Повести моей жизни. Том 1 (Морозов) - страница 194

Но Союзов поспешил мне на выручку. 

— А вот я вам пропляшу и пропою по-столичному! — перебил он. 

Он взял гармонику у лесника, вышел на середину комнаты и, подплясывая и подпрыгивая, запел новую камаринскую, пущенную в то время кем-то из пропагандистов по народу:  

Ах ты, чертов сын, проклятый становой!
Что бежишь ты к нам о божьей воле врать,
Целый стан, поди, как липку ободрал!
Убирайся прочь, чтоб черт тебя подрал!
Ах ты, чертов сын, трусливый старый поп,
Полицейский да чиновничий холоп!
Что бежишь ты к нам о божьей воле врать,
Стыдно харей постной бога надувать!
Ах ты, чертов, то бишь царский адъютант!
Что, на девок зарясь, свой теребишь бант?
И зачем ты к нам в село навел солдат?
Не стрелять ли вздумал в нас уж невпопад?
Нет, брат, шутки!

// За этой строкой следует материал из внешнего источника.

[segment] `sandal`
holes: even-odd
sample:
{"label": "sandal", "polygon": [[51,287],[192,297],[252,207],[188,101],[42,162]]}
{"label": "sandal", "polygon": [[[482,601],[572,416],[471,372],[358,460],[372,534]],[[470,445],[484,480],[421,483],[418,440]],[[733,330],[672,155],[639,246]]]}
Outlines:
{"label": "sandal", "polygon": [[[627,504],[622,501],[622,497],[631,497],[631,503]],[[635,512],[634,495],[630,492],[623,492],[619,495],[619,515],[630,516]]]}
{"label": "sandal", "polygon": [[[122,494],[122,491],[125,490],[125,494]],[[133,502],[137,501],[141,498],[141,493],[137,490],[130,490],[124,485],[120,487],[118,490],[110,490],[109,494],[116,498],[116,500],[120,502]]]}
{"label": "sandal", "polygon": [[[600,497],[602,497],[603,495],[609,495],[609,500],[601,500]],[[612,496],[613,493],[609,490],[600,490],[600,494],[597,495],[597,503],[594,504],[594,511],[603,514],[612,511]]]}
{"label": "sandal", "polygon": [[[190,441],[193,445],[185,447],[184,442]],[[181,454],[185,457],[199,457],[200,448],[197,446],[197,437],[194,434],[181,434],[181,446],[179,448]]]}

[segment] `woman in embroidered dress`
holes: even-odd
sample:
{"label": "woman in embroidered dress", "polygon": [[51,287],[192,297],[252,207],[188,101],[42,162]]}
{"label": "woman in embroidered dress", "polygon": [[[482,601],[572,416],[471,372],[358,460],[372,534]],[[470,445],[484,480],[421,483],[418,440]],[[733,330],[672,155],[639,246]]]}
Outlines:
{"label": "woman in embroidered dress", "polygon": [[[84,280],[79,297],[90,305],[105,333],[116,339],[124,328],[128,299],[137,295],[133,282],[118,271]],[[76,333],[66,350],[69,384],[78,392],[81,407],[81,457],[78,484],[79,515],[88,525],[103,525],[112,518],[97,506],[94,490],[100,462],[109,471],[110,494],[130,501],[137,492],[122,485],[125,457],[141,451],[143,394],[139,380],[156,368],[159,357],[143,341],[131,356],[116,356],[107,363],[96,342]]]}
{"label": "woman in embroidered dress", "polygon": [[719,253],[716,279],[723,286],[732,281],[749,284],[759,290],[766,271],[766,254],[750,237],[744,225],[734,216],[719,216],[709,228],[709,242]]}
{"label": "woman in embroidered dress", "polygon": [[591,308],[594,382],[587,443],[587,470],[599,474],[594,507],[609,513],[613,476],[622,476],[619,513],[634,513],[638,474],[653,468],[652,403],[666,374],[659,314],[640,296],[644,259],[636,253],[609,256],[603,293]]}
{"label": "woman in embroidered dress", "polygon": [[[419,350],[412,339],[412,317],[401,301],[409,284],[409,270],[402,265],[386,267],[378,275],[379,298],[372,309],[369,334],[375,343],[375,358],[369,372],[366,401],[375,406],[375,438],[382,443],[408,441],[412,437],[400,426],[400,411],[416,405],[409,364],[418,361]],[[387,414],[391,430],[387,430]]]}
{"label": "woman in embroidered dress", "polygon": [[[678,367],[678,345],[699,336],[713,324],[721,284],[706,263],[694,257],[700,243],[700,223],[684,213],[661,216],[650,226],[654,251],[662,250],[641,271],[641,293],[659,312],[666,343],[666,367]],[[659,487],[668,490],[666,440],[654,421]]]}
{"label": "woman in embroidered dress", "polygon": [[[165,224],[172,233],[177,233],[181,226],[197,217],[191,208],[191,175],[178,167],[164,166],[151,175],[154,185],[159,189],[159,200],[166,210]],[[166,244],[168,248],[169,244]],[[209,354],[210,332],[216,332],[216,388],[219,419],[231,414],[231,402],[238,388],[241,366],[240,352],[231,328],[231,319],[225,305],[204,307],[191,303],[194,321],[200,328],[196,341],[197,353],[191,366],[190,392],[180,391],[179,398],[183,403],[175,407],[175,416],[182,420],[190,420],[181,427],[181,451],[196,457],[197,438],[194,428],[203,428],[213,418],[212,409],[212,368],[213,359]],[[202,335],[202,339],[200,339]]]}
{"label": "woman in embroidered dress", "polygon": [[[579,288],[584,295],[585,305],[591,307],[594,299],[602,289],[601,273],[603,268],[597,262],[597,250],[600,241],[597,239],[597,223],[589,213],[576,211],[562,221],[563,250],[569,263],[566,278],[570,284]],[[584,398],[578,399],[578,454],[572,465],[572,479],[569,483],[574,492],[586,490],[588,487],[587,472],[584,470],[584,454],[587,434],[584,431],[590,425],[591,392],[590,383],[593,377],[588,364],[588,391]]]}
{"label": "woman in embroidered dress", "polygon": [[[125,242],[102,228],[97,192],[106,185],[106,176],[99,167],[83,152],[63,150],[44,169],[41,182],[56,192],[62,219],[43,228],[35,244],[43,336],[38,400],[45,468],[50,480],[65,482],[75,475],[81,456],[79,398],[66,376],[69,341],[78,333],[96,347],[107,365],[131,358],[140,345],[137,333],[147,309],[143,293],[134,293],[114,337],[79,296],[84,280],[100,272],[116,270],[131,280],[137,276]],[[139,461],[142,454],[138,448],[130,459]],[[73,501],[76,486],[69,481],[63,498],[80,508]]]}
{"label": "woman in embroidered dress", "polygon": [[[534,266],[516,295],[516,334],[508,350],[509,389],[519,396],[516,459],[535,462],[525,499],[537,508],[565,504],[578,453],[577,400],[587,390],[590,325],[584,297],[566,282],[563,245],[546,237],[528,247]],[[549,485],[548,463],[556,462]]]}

Нашей воле не перечь!
Теперь вам уже нас более не сечь!
Коли мир своей земли не господин,
Так и сам-то ты такой же чертов сын!

Я не могу описать, какой фурор произвела эта песня. 

Сукновалы просили Союзова повторять ее десятки раз. Они сами, потеряв всю свою первоначальную сдержанность при виде нас, столичных, отплясывали под этот напев по шести и более вместе, сколько позволяла ширина избы, помирая со смеху и ежеминутно хватаясь за животы. Они даже садились, махнув руками, на скамьи по стенам избы от невозможности двигаться далее по причине приступов смеха. 

Когда я увидел через много лет после этого картину Репина «Запорожцы, составляющие ругательное письмо к турецкому султану», она напоминала мне описываемую теперь сцену. И я должен еще сказать, что в песне этой, составленной кем-то, совершенно мне не известным, на мотив «камаринского мужика», два слова были употреблены в несравненно более крепкой вариации, чем записано мною. 

Наш простой народ не понимает середины! Если юмор, то ему нужен уж очень первобытный, чисто ругательный, как здесь, или даже прямо отчаянная похабщина, которой, к счастью, не было в этой песне; если что-нибудь возвышенное, то нужно такое, чтоб сентиментальность просачивалась положительно из каждого слова, из каждой фразы, и слог был бы таким высоким, что все время лились бы из глаз слезы умиления! 

Таков был разошедшийся в то время в сотнях тысяч экземпляров и прочитанный десятки раз каждым грамотным крестьянином и рабочим переводный роман «Приключения английского милорда Георга», совершенно не известный литературно образованной публике, потому что он отшибал ее от себя на первых же страницах невероятно высокопарным языком своих героев. А именно этот высокопарный язык и пленял простых читателей своей противоположностью их обычному прозаическому языку!